When determining a caching strategy for WebSphere Commerce, there are several key issues to resolve.

  • Which pages should be cached
  • Where caching should take place
  • Cache full pages or page fragments
  • How to invalidate the cached data

Which pages should be cached

When determining which Web pages should be cached, good candidates for caching are pages that:

  • Are accessed frequently
  • Are stable for a period of time
  • Contain a majority of contents that can be reused by a variety of users

A good example would be catalog display pages.

Where caching should take place

Theoretically, caching should take place in the tier closest to the user. In reality, other factors such as security and user specific data may influence the choice of the best place to cache the content. To maximize the benefit of dynamic caching, elements of a page should be fragmented as finely as possible so that they can be cached independently in different cache entries.

For example, the non-user specific, non-security sensitive fragments are generally useful to many users, and can be cached in a more public space and closer to the user. The security sensitive data should be cached behind the enterprise firewall.

Caching outside of WebSphere Application Server may be used with larger databases and sites to improve performance. Edge Server and the ESI cache-plugin is provided with WebSphere Application Server to provide extra caching capability. Session information (language ID, preferred currency ID, parent Organization, contract ID, and member group) must be stored in session cookies in order for caching to be done on a server external to WebSphere Application Server.

Cache full pages or page fragments

All Web pages consist of smaller and often simpler fragments. An example of a page fragment could be a header, sidebar, footer or an e-Marketing Spot. Breaking a Web page into fragments or components makes more caching possible for any page, even for personalized pages. Fragments should be designed to maximize their reusability.

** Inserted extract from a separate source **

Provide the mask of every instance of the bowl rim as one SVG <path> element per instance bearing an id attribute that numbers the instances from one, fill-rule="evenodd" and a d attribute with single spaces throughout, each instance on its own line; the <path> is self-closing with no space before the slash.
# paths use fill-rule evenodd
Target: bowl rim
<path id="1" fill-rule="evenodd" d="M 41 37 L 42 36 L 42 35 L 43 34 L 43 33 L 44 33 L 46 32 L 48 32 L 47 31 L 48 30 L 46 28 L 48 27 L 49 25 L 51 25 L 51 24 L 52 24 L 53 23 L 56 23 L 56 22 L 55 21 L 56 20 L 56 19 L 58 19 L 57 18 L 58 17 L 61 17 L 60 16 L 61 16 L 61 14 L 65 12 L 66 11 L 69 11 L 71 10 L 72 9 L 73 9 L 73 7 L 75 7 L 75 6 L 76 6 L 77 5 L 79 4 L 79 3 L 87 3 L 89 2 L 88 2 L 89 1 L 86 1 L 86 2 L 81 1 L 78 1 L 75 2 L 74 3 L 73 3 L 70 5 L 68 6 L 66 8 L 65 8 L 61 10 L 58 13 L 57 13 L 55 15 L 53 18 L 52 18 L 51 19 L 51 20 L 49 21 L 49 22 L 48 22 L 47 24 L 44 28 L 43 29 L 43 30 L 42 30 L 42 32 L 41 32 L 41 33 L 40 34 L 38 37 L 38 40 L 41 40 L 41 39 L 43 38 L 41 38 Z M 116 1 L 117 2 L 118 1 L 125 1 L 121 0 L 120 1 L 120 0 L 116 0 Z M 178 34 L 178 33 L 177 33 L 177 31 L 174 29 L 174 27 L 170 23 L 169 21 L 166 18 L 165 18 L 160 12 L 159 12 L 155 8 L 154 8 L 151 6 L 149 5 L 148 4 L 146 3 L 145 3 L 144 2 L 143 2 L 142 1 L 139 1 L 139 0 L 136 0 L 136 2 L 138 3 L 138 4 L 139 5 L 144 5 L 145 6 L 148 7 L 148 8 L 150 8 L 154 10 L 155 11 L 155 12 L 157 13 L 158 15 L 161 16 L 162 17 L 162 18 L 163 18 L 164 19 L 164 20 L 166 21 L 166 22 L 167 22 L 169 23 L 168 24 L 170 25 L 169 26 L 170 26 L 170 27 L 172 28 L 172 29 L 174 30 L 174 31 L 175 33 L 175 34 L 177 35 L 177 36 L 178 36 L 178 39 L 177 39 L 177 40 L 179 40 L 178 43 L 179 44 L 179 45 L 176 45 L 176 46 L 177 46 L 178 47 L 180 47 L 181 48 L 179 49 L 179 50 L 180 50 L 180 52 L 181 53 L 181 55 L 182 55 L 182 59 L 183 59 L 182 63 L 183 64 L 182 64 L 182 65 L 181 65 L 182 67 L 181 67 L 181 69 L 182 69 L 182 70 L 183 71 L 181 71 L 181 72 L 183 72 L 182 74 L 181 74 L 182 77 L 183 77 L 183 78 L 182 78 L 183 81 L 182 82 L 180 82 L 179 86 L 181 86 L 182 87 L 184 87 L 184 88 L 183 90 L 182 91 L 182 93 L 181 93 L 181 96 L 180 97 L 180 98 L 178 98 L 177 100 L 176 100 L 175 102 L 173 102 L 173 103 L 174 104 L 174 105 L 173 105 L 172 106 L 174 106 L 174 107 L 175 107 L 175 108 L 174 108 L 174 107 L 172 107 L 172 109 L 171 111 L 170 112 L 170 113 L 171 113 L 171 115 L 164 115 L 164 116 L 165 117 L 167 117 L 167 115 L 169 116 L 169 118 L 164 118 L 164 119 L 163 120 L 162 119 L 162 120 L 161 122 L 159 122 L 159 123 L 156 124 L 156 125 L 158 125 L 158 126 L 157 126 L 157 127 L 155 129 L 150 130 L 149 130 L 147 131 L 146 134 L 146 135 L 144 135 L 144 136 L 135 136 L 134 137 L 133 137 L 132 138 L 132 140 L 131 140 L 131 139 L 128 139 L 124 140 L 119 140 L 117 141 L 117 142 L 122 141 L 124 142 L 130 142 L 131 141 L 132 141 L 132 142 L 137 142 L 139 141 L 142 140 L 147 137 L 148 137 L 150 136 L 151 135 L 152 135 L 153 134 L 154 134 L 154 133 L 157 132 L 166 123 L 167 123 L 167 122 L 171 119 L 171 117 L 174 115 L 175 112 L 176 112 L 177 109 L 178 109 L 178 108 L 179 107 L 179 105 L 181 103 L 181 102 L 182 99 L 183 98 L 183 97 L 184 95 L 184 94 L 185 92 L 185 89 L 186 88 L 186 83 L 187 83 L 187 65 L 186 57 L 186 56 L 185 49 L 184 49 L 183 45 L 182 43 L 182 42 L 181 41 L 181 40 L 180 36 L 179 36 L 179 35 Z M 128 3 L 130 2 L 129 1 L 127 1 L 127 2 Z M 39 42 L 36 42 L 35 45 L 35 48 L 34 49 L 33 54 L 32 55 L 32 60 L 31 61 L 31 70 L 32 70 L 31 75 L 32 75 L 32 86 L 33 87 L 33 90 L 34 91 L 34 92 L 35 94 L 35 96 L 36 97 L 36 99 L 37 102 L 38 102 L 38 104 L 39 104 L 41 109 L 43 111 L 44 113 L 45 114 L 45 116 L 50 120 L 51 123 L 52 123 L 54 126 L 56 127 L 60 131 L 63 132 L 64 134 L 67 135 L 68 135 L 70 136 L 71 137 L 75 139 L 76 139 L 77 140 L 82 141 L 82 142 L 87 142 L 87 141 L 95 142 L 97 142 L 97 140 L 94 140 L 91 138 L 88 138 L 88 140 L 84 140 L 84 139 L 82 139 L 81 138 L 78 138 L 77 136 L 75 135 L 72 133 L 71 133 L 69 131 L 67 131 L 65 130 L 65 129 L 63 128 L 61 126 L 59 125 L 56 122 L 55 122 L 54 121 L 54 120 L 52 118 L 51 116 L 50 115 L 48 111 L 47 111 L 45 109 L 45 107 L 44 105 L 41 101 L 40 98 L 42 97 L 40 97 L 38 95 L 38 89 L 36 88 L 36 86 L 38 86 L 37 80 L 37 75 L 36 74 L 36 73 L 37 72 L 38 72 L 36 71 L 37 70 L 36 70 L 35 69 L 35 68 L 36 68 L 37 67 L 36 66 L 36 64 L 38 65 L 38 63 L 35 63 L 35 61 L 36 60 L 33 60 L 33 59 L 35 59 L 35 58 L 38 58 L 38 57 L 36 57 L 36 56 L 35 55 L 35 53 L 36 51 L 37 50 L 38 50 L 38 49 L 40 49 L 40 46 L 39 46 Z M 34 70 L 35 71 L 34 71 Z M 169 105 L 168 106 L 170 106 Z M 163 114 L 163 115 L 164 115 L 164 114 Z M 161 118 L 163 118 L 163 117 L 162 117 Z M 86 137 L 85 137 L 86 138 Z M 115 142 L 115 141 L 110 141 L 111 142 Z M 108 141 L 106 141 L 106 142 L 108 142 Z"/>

Caching a whole Web page simply means that the entire page is cached as big cache entry including all the content from all fragments that have no includes or forwards. This can save a significant amount of application server processing and is typically useful when the external HTTP request contains all the information needed to find the entry.

If Web pages are broken into different fragments and the fragments are cached individually, then some fragments may be reused for a wider audience. When a Web page is requested, then different fragments are reassembled to produce the page. For more information see Full page and fragment caching.

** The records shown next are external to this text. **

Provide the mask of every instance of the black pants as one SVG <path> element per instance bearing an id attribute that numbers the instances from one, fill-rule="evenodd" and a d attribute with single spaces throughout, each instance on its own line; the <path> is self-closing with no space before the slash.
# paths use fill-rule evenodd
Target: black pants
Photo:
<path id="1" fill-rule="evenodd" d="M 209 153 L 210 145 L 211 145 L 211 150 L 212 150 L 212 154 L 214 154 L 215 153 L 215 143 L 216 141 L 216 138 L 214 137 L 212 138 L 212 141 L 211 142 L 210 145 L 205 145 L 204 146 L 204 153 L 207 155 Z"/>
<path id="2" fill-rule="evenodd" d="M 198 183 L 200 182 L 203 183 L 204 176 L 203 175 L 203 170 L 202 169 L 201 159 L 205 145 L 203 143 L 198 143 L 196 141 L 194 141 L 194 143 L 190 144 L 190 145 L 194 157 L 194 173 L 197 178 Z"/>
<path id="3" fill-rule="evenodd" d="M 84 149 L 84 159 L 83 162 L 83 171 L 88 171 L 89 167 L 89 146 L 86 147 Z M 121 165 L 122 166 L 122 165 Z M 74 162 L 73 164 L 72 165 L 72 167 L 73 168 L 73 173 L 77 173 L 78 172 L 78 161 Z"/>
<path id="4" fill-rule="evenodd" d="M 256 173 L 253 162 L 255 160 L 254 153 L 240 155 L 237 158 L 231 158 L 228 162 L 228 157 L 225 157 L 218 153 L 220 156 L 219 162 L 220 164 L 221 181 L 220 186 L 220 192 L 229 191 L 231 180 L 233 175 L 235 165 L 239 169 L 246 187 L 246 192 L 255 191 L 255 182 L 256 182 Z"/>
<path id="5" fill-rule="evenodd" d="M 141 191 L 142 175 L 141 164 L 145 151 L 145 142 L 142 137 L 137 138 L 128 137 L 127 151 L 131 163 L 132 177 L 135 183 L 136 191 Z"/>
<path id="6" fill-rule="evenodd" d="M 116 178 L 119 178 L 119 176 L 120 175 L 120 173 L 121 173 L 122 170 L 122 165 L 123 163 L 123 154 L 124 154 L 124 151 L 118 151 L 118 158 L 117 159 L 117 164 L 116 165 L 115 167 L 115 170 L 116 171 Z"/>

If the page output has sections that are user-dependent, then the page output is cached in a manner known as fragment caching. That is, the JSP pages are cached as separate entries and will be reassembled when they are requested. If the page output always produces the same result based on the URL parameters and request attributes, then this output can be cached with the cache-entry using the property consume-subfragments (CSF) , and the WebSphere Commerce's store controller servlet ( as the servlet name.

Web pages can be cached using full page caching or fragment caching or a combination of both methods.